Welche werden dies sein?

Aktuell wird die Entwurfsplanung für die Neugestaltung der Fußgängerzone im Bereich Am Fronhof bis Theaterplatz erstellt und nach den Sommerferien 2024 den politischen Gremien zur Beschlussfassung vorgelegt. Seit Februar 2024 ist das neue Zentrenmanagement im Ort der Begegnung und Labor für Transformation tätig. Noch im Juni wurden über die ersten Anträge an den Verfügungsfonds im Begleitgremium beraten. Weitere Maßnahmen befinden sich in Bearbeitung (Masterplan und Mobilitätskonzept, Städtebauliches Nutzungskonzept und Tourismus-/Freizeit-/Kultur-/Sportkonzept)
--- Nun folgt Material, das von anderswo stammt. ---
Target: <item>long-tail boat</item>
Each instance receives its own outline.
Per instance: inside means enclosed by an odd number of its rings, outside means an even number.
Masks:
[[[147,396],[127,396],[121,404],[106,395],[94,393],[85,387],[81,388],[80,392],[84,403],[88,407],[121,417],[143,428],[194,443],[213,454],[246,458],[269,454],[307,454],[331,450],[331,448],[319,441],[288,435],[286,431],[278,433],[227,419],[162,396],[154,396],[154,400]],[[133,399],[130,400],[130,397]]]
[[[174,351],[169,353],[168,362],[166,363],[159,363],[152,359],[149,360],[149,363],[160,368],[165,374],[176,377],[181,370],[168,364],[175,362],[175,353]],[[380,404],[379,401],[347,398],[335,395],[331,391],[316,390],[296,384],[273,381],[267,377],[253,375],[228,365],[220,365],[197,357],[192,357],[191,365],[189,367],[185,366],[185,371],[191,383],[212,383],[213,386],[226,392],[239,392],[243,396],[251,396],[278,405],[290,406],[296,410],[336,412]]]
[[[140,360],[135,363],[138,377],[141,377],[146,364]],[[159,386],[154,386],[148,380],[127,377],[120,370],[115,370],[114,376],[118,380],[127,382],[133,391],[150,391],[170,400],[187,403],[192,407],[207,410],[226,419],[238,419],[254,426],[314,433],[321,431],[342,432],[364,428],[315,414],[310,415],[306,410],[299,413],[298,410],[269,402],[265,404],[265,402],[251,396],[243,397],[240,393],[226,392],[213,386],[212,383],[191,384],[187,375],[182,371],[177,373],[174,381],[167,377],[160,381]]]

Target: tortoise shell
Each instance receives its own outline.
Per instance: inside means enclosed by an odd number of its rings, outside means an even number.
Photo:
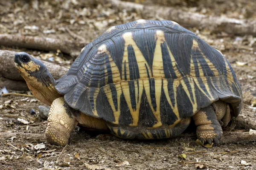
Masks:
[[[219,99],[230,103],[236,116],[242,104],[222,54],[170,21],[110,28],[57,82],[70,107],[112,126],[172,126]]]

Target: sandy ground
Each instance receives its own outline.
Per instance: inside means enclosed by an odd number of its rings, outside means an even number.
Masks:
[[[141,1],[145,3],[146,1]],[[170,1],[165,0],[160,3],[204,14],[255,20],[253,0],[237,0],[228,3],[222,0]],[[154,2],[151,0],[148,3]],[[97,1],[0,1],[0,34],[74,40],[65,29],[67,28],[90,41],[111,26],[141,18],[139,14],[119,11]],[[213,33],[207,28],[188,28],[221,51],[228,59],[244,94],[244,105],[241,114],[255,118],[256,110],[250,106],[256,96],[255,37],[249,35],[239,37],[224,32]],[[68,56],[57,56],[55,51],[15,47],[2,46],[0,49],[25,51],[67,67],[72,62],[67,59]],[[197,167],[209,170],[256,169],[255,142],[205,148],[196,145],[195,129],[193,126],[189,131],[176,138],[150,141],[123,140],[103,132],[76,128],[66,147],[51,145],[44,143],[47,122],[38,115],[38,106],[44,105],[43,103],[34,97],[9,96],[0,97],[0,105],[3,105],[3,108],[0,108],[1,134],[26,133],[29,135],[25,138],[16,135],[6,139],[2,135],[0,169],[157,170],[191,170]],[[30,113],[32,109],[35,110],[35,114]],[[29,124],[25,125],[18,119],[23,119]],[[183,153],[186,156],[186,160],[178,156]],[[243,161],[248,164],[243,164]],[[204,164],[196,164],[197,162]]]

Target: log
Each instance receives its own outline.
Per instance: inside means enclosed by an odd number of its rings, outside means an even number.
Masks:
[[[213,32],[222,31],[237,35],[255,35],[256,34],[255,20],[250,21],[225,16],[209,16],[184,11],[175,7],[144,5],[118,0],[105,1],[120,10],[140,13],[144,18],[154,18],[158,16],[164,20],[175,21],[186,27],[207,28]]]
[[[227,132],[221,138],[220,144],[240,144],[256,141],[256,135],[249,134],[249,132],[239,131]]]
[[[256,130],[256,118],[240,114],[236,118],[236,128]]]
[[[11,51],[0,50],[0,75],[1,74],[5,78],[11,80],[24,81],[15,66],[14,59],[16,53],[15,51]],[[45,65],[55,79],[61,77],[68,70],[68,69],[57,64],[45,61],[41,62]],[[16,84],[16,85],[20,85]],[[15,85],[13,85],[15,86]],[[6,87],[9,88],[7,86]]]
[[[45,142],[42,133],[28,133],[0,132],[0,139],[8,139],[12,136],[27,142]],[[71,138],[72,137],[71,137]],[[80,139],[80,140],[82,139]],[[256,135],[250,135],[248,132],[235,131],[228,132],[222,137],[221,144],[243,144],[256,141]]]
[[[60,50],[75,59],[88,43],[45,37],[0,34],[0,45],[16,46],[47,51]]]
[[[28,91],[29,90],[25,82],[8,79],[0,75],[0,88],[4,87],[8,89],[19,91]]]

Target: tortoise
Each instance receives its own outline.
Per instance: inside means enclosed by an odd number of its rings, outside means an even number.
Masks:
[[[125,139],[167,139],[191,117],[203,143],[219,143],[242,95],[221,53],[176,23],[140,20],[113,26],[85,46],[55,81],[25,52],[15,65],[51,106],[45,138],[65,145],[78,125]]]

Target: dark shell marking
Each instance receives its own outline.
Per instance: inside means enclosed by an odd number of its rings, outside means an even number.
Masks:
[[[159,127],[163,130],[148,133],[166,136],[172,130],[163,133],[168,128],[163,127],[179,126],[219,99],[230,103],[236,116],[242,102],[236,75],[221,53],[170,21],[111,27],[85,47],[57,82],[70,106],[103,119],[125,138],[131,137],[122,128],[131,127]]]

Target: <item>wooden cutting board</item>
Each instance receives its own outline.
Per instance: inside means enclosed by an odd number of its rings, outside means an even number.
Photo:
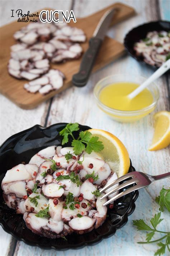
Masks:
[[[70,23],[70,26],[82,29],[86,36],[86,42],[81,44],[84,52],[88,48],[89,40],[91,37],[100,18],[107,10],[113,7],[118,8],[119,10],[113,18],[111,26],[132,16],[135,13],[133,8],[117,3],[88,17],[76,19],[76,23],[74,23],[73,22]],[[45,8],[42,9],[49,9]],[[39,11],[39,13],[40,11]],[[37,12],[35,12],[37,13]],[[72,85],[71,83],[72,76],[78,71],[81,58],[67,61],[63,63],[50,64],[52,68],[60,69],[66,77],[63,86],[58,90],[53,91],[44,96],[39,93],[34,94],[27,92],[23,87],[26,81],[18,80],[11,76],[9,74],[7,69],[8,63],[10,57],[10,46],[16,43],[13,38],[13,35],[16,31],[27,24],[27,23],[24,22],[15,21],[0,28],[0,92],[22,108],[30,109]],[[101,68],[119,57],[124,53],[124,48],[122,44],[106,37],[100,50],[93,72]],[[81,89],[80,88],[80,90]]]

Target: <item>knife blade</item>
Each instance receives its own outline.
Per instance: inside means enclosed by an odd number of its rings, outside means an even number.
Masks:
[[[113,15],[114,8],[106,12],[101,18],[89,41],[89,47],[83,56],[79,72],[73,76],[72,82],[77,87],[86,85],[89,80],[99,50],[105,37]]]

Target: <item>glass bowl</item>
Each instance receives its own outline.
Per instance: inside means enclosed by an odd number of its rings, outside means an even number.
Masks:
[[[112,119],[122,122],[136,121],[143,118],[153,111],[157,104],[159,97],[158,89],[154,83],[147,87],[152,94],[153,102],[149,106],[138,110],[132,111],[121,111],[116,109],[103,103],[100,100],[99,95],[101,90],[111,84],[119,82],[131,82],[141,84],[146,78],[138,75],[121,74],[107,76],[100,80],[94,88],[94,93],[97,104],[99,107]]]

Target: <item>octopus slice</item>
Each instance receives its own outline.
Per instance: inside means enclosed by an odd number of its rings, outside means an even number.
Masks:
[[[39,78],[39,79],[42,79],[42,78]],[[47,78],[47,79],[48,79],[47,77],[46,77],[45,78]],[[46,84],[46,82],[45,82],[44,81],[43,81],[43,82],[44,85],[44,84]],[[43,81],[42,81],[42,82]],[[42,83],[41,85],[43,85],[43,84],[42,84]],[[41,157],[42,157],[43,158],[51,158],[55,154],[55,153],[56,153],[55,147],[56,147],[55,146],[51,146],[51,147],[48,147],[48,148],[44,148],[43,149],[42,149],[42,150],[41,150],[39,151],[37,153],[37,155],[38,156],[39,156]]]
[[[27,170],[25,166],[20,163],[7,171],[2,180],[1,185],[13,181],[31,179],[32,176]]]
[[[87,200],[94,200],[94,195],[92,193],[96,189],[96,187],[88,180],[83,183],[80,187],[80,193],[83,194],[84,198]]]
[[[102,197],[104,195],[104,193],[101,194]],[[107,201],[107,199],[105,198],[101,200],[99,197],[98,197],[96,201],[96,208],[97,212],[94,214],[94,217],[96,219],[96,222],[95,225],[95,229],[98,228],[99,226],[102,225],[106,218],[107,214],[107,207],[103,206],[103,204]]]
[[[42,187],[42,191],[44,195],[49,198],[60,197],[64,193],[62,188],[60,188],[60,185],[52,183],[47,185],[43,185]]]
[[[47,226],[56,234],[60,234],[63,230],[64,223],[62,221],[57,221],[50,218],[47,223]]]
[[[51,69],[41,78],[25,84],[24,88],[29,92],[35,93],[39,91],[44,95],[62,87],[64,78],[63,74],[61,71],[57,69]]]
[[[81,218],[72,219],[69,222],[69,225],[74,231],[82,234],[91,231],[93,228],[95,221],[95,219],[83,216]]]
[[[27,194],[25,185],[25,181],[14,181],[3,185],[2,188],[6,195],[14,193],[17,197],[22,198],[23,196]]]
[[[51,218],[56,221],[62,220],[61,214],[63,210],[63,202],[60,202],[58,200],[58,203],[57,205],[54,203],[53,199],[49,199],[49,213]]]
[[[88,205],[88,201],[85,199],[83,199],[82,201],[80,202],[80,207],[78,209],[75,208],[74,210],[72,210],[69,208],[69,206],[71,204],[71,203],[67,205],[67,208],[63,208],[61,215],[62,220],[64,222],[69,221],[73,218],[77,217],[77,214],[81,214],[82,216],[88,215],[88,212],[90,209],[90,207]],[[85,203],[87,205],[86,208],[85,208],[81,206],[82,203]]]
[[[37,196],[39,196],[39,199],[37,198],[38,204],[36,206],[34,203],[31,202],[30,199]],[[25,201],[24,207],[25,207],[25,212],[38,213],[39,211],[47,208],[48,203],[48,200],[41,194],[33,193]]]
[[[46,217],[39,218],[34,213],[27,212],[24,214],[24,220],[27,227],[38,235],[42,234],[42,227],[47,226],[48,221],[48,219]]]

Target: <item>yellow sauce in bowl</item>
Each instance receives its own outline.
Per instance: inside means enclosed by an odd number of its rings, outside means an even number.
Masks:
[[[131,100],[127,96],[139,86],[137,84],[129,82],[112,84],[101,90],[99,99],[103,104],[115,109],[123,111],[142,109],[154,102],[153,95],[148,89],[145,89]]]

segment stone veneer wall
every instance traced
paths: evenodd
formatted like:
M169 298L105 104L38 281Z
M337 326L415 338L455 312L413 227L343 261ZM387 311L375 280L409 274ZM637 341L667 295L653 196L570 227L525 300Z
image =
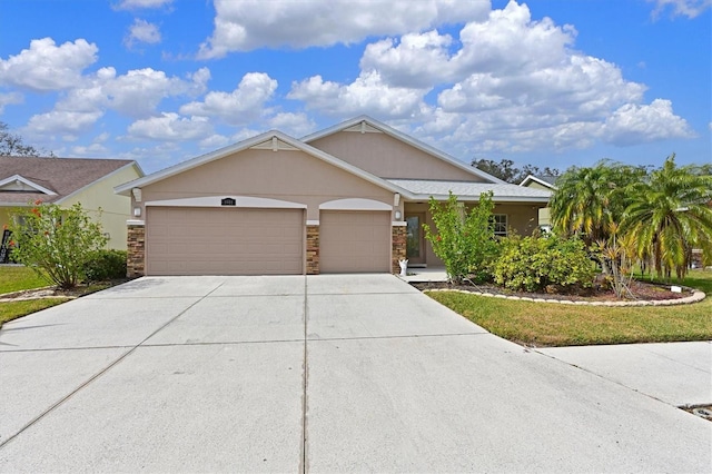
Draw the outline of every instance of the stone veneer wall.
M307 225L307 275L319 274L319 226Z
M400 273L400 264L398 260L405 259L405 248L406 248L406 239L407 239L407 229L406 226L393 226L392 227L392 236L393 236L393 260L390 265L390 270L394 274Z
M136 278L146 275L146 227L129 225L127 237L126 276Z

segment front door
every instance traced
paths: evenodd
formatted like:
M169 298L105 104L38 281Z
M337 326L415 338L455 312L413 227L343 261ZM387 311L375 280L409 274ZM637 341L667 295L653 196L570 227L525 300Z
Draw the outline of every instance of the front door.
M405 221L407 224L405 256L408 259L408 266L424 266L425 235L423 224L425 223L425 213L406 214Z

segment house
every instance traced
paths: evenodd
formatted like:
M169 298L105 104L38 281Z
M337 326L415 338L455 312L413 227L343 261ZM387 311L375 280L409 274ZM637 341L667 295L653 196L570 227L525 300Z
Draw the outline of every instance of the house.
M366 116L301 139L268 131L115 190L131 197L131 276L442 266L423 236L431 196L472 206L492 190L498 235L530 234L550 197Z
M555 191L558 189L556 187L556 180L558 176L534 176L528 175L526 178L520 182L520 186L524 186L527 188L534 189L543 189L545 191Z
M130 199L113 187L141 176L131 160L0 157L0 225L10 224L13 208L38 200L67 208L80 203L101 224L108 247L125 250Z
M526 178L522 180L522 182L520 182L520 186L554 192L555 190L558 189L556 187L556 179L558 179L558 176L528 175ZM552 217L551 217L551 210L548 207L544 207L538 210L538 225L543 229L551 230Z

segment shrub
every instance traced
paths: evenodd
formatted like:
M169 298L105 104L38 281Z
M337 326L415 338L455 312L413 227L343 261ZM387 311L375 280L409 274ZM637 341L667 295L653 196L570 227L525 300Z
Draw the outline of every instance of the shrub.
M80 204L62 209L36 201L12 213L11 257L38 274L46 274L61 288L72 288L83 279L89 257L101 249L107 238Z
M83 268L87 282L106 282L126 277L126 250L97 250Z
M540 292L548 286L589 287L595 268L578 238L508 237L500 243L494 279L513 290Z
M431 214L435 230L423 225L425 238L433 245L433 251L445 263L451 282L462 282L471 277L475 282L490 278L490 266L497 255L491 223L492 192L483 192L477 206L469 210L457 203L452 192L445 203L431 197Z

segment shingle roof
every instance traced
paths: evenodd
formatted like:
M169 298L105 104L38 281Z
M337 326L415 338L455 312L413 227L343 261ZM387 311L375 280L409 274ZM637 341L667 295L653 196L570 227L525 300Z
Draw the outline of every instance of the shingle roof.
M0 190L0 204L23 205L37 199L56 203L134 162L125 159L0 157L0 182L17 175L56 192Z
M435 181L425 179L388 179L392 184L422 196L447 196L453 191L455 196L463 200L479 199L483 192L492 191L495 201L535 201L547 203L551 197L550 191L542 189L526 188L517 185L500 185L488 182L467 181Z
M542 181L546 181L550 185L555 185L556 180L558 179L558 176L536 175L535 178L541 179Z

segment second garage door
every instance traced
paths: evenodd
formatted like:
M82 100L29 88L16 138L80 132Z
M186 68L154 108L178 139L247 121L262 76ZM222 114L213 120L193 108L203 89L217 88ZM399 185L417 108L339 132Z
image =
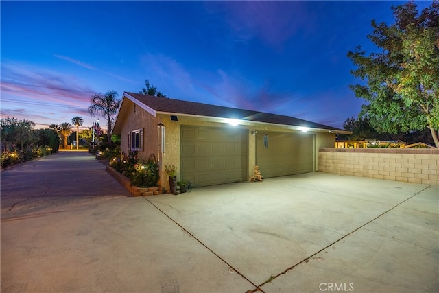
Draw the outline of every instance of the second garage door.
M264 139L265 134L265 139ZM264 178L312 172L314 136L307 133L259 131L256 162Z
M248 130L181 127L181 175L193 187L245 181Z

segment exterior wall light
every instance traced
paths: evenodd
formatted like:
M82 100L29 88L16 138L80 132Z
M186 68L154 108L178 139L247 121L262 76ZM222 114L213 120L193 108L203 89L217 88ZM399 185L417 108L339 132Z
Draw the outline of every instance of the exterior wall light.
M165 156L165 125L160 122L157 124L157 141L158 142L158 161L161 162Z
M235 119L228 119L227 123L228 123L232 126L236 126L239 125L239 120L237 120Z

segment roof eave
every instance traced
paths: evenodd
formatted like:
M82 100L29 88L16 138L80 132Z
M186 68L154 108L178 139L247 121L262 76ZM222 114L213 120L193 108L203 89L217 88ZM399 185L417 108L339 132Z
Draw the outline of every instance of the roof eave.
M178 113L175 112L165 112L165 111L156 111L157 115L178 115L178 116L185 116L190 117L197 117L197 118L204 118L209 120L213 120L215 122L220 123L228 123L228 121L230 120L230 118L226 117L213 117L213 116L204 116L194 114L186 114L186 113ZM303 126L298 126L298 125L291 125L291 124L280 124L275 123L269 123L269 122L262 122L259 121L252 121L252 120L239 120L239 124L241 125L248 125L252 126L254 124L259 125L271 125L271 126L276 126L281 127L287 127L290 129L293 129L295 130L300 130L303 131ZM308 131L313 131L318 132L329 132L329 133L337 133L337 134L352 134L351 131L347 130L342 130L339 129L335 128L312 128L312 127L307 127Z

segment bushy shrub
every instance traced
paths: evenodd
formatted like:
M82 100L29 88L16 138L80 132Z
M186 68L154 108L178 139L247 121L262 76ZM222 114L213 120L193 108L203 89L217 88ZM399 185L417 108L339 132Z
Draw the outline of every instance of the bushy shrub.
M21 158L18 152L3 152L0 156L1 167L8 167L21 163Z
M146 161L139 159L137 152L130 152L128 156L112 159L111 167L122 173L131 181L132 185L139 187L157 186L160 176L158 165L154 154Z

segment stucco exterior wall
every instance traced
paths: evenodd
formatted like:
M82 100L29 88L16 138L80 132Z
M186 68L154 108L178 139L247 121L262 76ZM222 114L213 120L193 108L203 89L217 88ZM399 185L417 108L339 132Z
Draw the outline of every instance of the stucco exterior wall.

Wie sieht die Terminschiene aus?

Planungsstand heute ist mit Beginn der Neugestaltung der Fußgängerzone voraussichtlich Ende des dritten Quartals 2025 zu rechnen. Dabei wird die Vorweihnachtszeit berücksichtigt. Die Bauzeit beträgt etwa drei Jahre. Der erste Bauabschnitt wird im Zuge der Ausführungsplanung festgelegt, nach Abschluss der baufachlichen Prüfung. Geplant ist eine Wanderbaustelle, um möglichst wenige Flächen zeitgleich durch Tiefbauarbeiten zu beeinträchtigen.

Sind die beantragten Fördermittel bewilligt worden?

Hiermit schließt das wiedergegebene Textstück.